Why voting is important

    It seems like every couple days another natural disaster makes the news somewhere around the world.  Whether it’s a hurricane, wildfire, or flood, it’ll be at the forefront of the news cycle for a couple days and then the public is off focusing on something else.  What we should be focusing on is the fact that the rate of severe weather events has been increasing over the past decades.

    The National Climate Assessment, a study done by multiple U.S. government agencies in 2014, came to the conclusion that the rate of severe weather events is on the rise as a direct effect of human impact on the environment.  It is projected that the cost of these events, both in human life and monetary damage, will only increase if we do not take decisive action to curb our negative impact on the environment. Coastal communities are the most at risk from these more severe events due to the risks presented by hurricanes, storms, and flooding.  Due to the high concentration of U.S. population living near the cost, with coastal counties only taking up 10 percent of land but hosting 39 percent of the U.S. population, this threat is very real for many Americans.

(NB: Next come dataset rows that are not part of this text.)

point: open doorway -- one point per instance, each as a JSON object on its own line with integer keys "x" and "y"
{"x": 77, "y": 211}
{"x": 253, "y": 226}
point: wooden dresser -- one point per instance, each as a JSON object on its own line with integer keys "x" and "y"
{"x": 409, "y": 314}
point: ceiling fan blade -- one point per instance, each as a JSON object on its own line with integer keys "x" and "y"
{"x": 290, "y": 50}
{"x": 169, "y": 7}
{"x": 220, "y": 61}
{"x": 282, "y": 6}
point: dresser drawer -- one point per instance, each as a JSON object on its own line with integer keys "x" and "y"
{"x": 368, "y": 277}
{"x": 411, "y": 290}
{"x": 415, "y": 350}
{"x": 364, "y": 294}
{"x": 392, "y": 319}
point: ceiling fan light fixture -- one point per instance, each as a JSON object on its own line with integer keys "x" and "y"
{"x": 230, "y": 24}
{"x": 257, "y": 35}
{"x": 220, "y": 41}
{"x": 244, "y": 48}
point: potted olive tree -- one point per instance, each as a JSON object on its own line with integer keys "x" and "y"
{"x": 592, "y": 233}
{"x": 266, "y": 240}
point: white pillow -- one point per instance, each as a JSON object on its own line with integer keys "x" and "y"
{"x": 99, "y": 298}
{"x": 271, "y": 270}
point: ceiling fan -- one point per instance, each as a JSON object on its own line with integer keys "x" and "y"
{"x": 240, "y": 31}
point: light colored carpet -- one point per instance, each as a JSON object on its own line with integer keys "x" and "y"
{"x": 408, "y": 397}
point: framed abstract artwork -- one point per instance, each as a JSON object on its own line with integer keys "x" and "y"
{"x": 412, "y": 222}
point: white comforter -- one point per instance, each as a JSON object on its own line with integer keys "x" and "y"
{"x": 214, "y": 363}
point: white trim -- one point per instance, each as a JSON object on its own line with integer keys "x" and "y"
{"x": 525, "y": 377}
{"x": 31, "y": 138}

    As of November 2018, the second edition of the National Climate Assessment has further shown that we are on a course for disaster.  The majority of predictions made in the 2014 edition have been shown to accurate by the additional data collected in the four years since the first report.

    The debate about what should be done in response to climate change has been very contentious and tends to skew along party lines, which has limited previous action to proactively mitigate the impact of climate change.  Unfortunately, we have moved beyond our chance for proactive action. A recent report by the United Nations found that if dramatic action is not taken in the next decade to reduce our impact on the environment we will reach a tipping point and inflict irreversible damage on the environment, a timeline that is much more advanced then previous predictions.  

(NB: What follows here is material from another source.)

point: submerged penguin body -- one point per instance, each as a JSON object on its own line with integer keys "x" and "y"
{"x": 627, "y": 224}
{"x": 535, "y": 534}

     Now is the time for action.  We no longer have the luxury of indecision.  If swift action is not taken our planet will become increasingly inhospitable to life.  Now is the time to write your representatives and tell them that they need to work to safeguard the future of their constituents through decisive action on climate change. Be vocal in your local chapter of your political party, left or right, and make it clear that they should be supporting candidates that take the threat of climate change seriously.  Now is the time to stand up and say something and not let things go forward as they are. It is no longer an issue of saving the polar bears or protecting the glaciers, we need to act to save ourselves. If we do not act soon we will be remembered as the generations that saw the writing on the wall and turned our backs, at the cost of our children and our children’s children.